A question/problem about LGD

Discussion in 'Goats' started by Batt, Dec 3, 2006.

  1. Batt

    Batt In Remembrance Supporter

    Sep 8, 2006
    SW Mo.
    1. Tucker is a beautiful Grt Pyr about 9 months old. He has never been around an older Grt Pyr. He belongs to a neighbor who intends to shoot him if I don't take him. Seems Tucker has taken to wallowing around some of the smaller goats. Stressed out one who died. No bites, did not eat carcass, Just "loved" him to death...therein lies the problem.

    2. I have a 2 y/o Grt Pyr who guards my small(6 and growing) goat herd. ½ brother to #1. He is the most intellegent and guarding dog I have ever owned. I could tell stories...But that is for another day.

    Here is the plan...I'll get Tucker (#1) and put hin in the goat pen with Bat (#2) and keep him on a short leash for a week or so. So he can observe the older dog, get aquainted with the new herd, and generally settle down.

    After some time, I will let him loose but keep a very close eye on him to see if he has outgrown what I consider a "puppy" phase. If it continues it will render him completely useless.

    Thoughts comments and suggestions would be GREATLY appreciated! I really hate to lose the dog, but will put him down if necessary. I can't have a livestock killer on the place. Kinda like having a politician in charge of taxes.
  2. IowaLez

    IowaLez Glowing in The Sun Supporter

    Mar 6, 2006
    Since 12/14 in Osceola, IA. Before that 6 yrs in f
    We had a pair of young Pyrs that didn't work out for us (not their fault). The big male had no respect for anything. The breeder took them back and reconditioned them for guarding to resell them (we had them w/ chickens). She put him in a small pen with an older doe goat who had horns. She taught him to keep back and off in a week. The breeder put our female in with older dogs and they taught her about goats. Your dog should teach the new dog what is okay or not, he will guard your animals against the younger dog's antics. Or at least that's how it's supposed to work. Our breeder used her older dogs to train and discipline the young ones. I don't know what else to suggest, and I know you can't have a dog around who doesn't work out.

  3. southerngurl

    southerngurl le person Supporter

    May 11, 2003
    I bet the dog would grow out of this in time.

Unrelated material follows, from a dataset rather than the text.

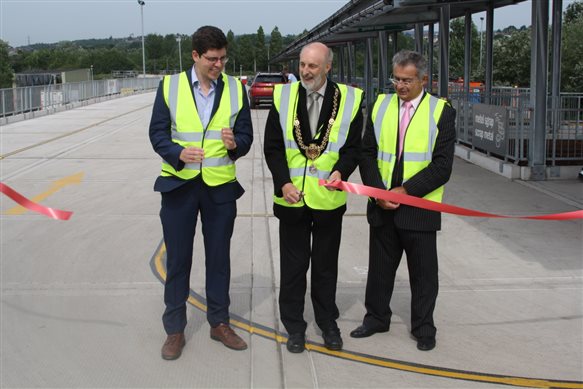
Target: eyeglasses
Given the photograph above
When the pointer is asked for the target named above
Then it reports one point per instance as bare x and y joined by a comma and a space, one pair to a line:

    I would teach the dog the word no. Once you start letting him out with the stock, be there to watch him. If he starts this behavior, tell him a firm "No" and follow it up as needed (with puppies, grabbing the scruff of the neck and shaking it works, I read this is what the mother will do with the pups, it taught my dog the word no). Never let him get away with it and change that habit before he is an adult. When they're young, they learn well.